Visión semicenital de la Virgen de los Dolores en su iglesia de san José, antes de salir en procesión en Viernes de Dolores. Fotografía de Gabriel Muñiz. |
A
Gabriel Muñiz, por estar y ser, predicativo.
El ojo de
dios, pixelante, atento a los pasos del receptáculo de su verbo casi hecho ya
sangre.
Los
portadores a hombros de la imagen, ajenos al peso de la mirada, esperan la
salida del templo para bañarse en devoción popular. Cada uno con su gesto, tras
las bambalinas, ensayando mentalmente la coreografía de ciempiés con la que
procesionarán. Serán un ejército disciplinado del amor divino.

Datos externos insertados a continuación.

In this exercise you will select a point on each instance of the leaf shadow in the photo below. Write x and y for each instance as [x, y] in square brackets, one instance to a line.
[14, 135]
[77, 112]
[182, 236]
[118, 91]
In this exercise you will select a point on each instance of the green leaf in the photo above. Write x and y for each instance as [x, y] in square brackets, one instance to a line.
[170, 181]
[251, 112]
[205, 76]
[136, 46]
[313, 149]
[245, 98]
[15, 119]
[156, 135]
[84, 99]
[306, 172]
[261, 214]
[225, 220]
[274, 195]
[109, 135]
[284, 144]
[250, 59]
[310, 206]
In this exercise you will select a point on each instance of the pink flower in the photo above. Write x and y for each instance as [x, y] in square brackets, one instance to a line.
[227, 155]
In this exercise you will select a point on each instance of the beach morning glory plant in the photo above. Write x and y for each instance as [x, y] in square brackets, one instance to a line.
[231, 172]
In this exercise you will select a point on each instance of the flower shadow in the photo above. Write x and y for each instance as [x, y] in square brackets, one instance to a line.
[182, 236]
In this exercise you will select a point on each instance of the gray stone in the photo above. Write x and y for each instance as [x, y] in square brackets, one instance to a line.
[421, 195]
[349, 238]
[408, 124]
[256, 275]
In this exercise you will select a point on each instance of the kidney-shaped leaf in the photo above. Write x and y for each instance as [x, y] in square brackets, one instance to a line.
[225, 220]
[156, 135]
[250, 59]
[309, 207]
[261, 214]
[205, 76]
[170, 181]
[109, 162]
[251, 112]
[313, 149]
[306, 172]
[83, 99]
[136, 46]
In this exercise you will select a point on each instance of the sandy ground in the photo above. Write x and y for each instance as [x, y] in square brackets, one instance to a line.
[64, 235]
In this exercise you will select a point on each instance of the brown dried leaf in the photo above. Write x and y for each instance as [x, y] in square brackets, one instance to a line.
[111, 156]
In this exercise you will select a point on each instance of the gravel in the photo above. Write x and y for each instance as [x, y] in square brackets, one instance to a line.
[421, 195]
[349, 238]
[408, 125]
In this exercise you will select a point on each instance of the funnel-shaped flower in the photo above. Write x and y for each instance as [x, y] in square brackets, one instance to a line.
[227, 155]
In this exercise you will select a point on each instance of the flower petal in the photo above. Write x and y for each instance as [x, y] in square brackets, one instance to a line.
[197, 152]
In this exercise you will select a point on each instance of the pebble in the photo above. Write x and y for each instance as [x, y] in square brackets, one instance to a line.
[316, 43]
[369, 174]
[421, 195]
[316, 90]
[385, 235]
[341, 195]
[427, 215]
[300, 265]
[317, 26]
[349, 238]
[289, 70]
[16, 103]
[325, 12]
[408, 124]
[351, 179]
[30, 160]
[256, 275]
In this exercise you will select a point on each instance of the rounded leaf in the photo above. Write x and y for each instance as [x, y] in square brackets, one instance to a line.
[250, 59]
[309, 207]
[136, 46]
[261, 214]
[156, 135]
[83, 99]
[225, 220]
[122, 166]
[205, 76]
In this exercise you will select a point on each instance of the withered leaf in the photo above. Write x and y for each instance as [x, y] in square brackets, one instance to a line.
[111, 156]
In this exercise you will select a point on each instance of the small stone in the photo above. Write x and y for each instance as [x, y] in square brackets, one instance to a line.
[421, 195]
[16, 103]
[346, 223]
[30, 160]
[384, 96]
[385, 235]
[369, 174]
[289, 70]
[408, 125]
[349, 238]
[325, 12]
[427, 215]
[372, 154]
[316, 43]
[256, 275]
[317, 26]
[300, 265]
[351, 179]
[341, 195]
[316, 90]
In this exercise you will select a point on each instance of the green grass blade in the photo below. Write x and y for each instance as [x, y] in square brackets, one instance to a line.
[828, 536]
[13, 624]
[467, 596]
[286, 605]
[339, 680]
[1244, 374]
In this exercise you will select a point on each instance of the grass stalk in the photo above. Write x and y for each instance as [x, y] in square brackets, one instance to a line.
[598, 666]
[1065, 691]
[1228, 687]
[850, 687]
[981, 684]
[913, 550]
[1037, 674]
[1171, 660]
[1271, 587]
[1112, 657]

Esa madre
enquistó el gesto de dolor cuando un puñal de dulce amargura ocupó el espacio
que en su corazón tenía la carne de su hijo. Ella quedó en dolor: él se hizo
idea y habitó entre nosotros.
La madre
del hijo de dios en el templo dedicado a su esposo, José. Las vigas de las
andas son de la madera de un carpintero. Un oficio en segundo plano, eclipsado
por el oro, la luz de las velas, las rosas y la imaginación hecha mujer de
belleza salzillesca. Sin madera y sin ebanista no hay soporte para tanta
hermosura triste.
Como las
columnas humanas que portan un ataúd, estos costaleros del hombro dan vida a la
muerte para lucir el “memento mori”
por unas calles pletóricas de corazones y mar. Es Viernes de Dolores: de un
dolor conocido y renovado cada año. El Domingo de Ramos, sobre su burra, su
hijo renacido entrará en loor de multitudes a ritmo de olivo y laurel. En el
huerto de los olivos, precisamente, será detenido por la usura de Judas
Iscariote. Antes, previsor, había celebrado la eucaristía y el pan y el vino ya
no serían nunca más lo mismo, transubstanciados. El Viernes Santo crucificamos
a su hijo después de un vía crucis que viene a ser la peregrinación dolorosa
por las estaciones de vivir. El Domingo de Resurrección, una semana después de
su entrada en Jerusalén, Jesús vuelve a la placenta de la idea que lo inseminó.
La luz de
Jesús arde en el pabilo de su padre, José, y la cera de su madre, María. Hombre
y mujer, como mujeres y hombres son los que hacen lucir la imagen entre varales
de aire y el palio de la noche aguileña. Devoción hecha carne que pasea por sus
calles a su matrona que sabe, versión cristiana de Prometeo, que cada año por
estas fechas ha de padecer este calvario de la pasión de su hijo.
En la vida hay que enseñar a todas las personas a ser bondadosas con el prójimo, y que para rezar deben levantar el corazón con mucho amor hacia Dios.